The real issue is we don’t have a generic client.
Something that is going around in State Channels’ world (not just AE) is a generic app that handles all you state channels for you in a predictable manner. This will build proper user experience and no surprises. This is something like the Holy Grail of State Channels. And we can do it.

What we need is an application that is both BaseApp and State Channels aware and can close the gap between those two. We already have the SDK that handles the State Channel’s events so we need just to close the gap. I think the hardest nut to crack here is the user experience.

My suggestion is we extend the BaseApp into a mobile application that handles all the functionality that is already there.
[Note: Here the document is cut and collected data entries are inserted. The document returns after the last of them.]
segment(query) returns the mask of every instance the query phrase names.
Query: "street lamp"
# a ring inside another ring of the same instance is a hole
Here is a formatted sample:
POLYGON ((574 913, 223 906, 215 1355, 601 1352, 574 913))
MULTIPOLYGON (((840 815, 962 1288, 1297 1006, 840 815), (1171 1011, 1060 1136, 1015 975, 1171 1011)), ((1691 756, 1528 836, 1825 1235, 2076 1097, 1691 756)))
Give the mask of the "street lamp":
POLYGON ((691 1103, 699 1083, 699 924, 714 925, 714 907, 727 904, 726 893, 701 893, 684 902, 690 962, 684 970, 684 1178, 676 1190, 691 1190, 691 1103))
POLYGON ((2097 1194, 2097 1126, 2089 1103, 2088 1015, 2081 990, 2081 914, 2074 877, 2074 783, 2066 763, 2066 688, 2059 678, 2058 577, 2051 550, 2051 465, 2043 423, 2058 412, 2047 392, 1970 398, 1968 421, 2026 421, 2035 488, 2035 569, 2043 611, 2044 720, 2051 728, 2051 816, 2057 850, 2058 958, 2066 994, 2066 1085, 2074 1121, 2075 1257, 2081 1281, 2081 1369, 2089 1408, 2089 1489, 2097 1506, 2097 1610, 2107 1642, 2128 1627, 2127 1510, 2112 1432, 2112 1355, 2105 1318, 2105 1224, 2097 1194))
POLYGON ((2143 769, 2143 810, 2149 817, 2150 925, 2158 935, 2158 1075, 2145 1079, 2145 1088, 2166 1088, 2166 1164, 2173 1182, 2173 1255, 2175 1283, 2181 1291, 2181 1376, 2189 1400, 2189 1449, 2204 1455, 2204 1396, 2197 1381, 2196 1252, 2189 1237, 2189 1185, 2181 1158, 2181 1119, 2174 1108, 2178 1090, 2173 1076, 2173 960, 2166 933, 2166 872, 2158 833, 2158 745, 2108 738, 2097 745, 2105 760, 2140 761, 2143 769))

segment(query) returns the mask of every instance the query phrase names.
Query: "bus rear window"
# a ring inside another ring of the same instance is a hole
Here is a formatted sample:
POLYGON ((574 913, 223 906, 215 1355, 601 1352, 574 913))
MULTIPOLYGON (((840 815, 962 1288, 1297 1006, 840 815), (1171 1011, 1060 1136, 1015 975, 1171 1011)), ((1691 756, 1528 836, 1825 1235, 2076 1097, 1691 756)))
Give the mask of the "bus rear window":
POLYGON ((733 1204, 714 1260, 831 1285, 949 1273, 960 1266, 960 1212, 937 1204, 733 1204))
Let’s make it state channels’ aware. Imagine the following: you have a single app that handles sending of on-chain transactions and state channels. All Aeternity in a single app, all channels, for all of your accounts.
You want to open a state channel with me? Just scan my code and your application will connect to your node, which will connect to mine, which will connect to me. All easy, all smooth, all transperant. Then there is a pop-up that prompts you on your device to sign the opening transaction. So do I. Then we get another prompt when our state channel opening transaction has enough confirmations so we can start doing off-chain interactions in a safe manner.
Let’s play chess off-chain :slight_smile: We pick a game from a decentralized market and install it in the state channel with a single click. There is a prompt to sign and - voila - we can play chess off-chain now. Or bet on a certain Oracle’s responses.
Each off-chain state channel application can consist of a smart contract and one or more UIs. Although we do share the same contract - the chess that visualises on my phone can be different from the one on your phone and this is great actually. What is even better is an off-chain state channel developer will only write the Sophia smart contract and one or more user interfaces that call this contract’s functions. Just that. No state channels’ event handling, no key handling, no dispute handling. I think this will make it much easier to onboard and develop, while making off-chain applications much more secure and safe.

If I can make a metaphore: let’s build an iOS for state channels, let’s handle all the security issues, let’s handle all the race conditions and let Sophia developers do what they should - build on top of it.

Currently this is an idea that is growing inside my head for quite a while now, so I’d love to hear your thoughts about it.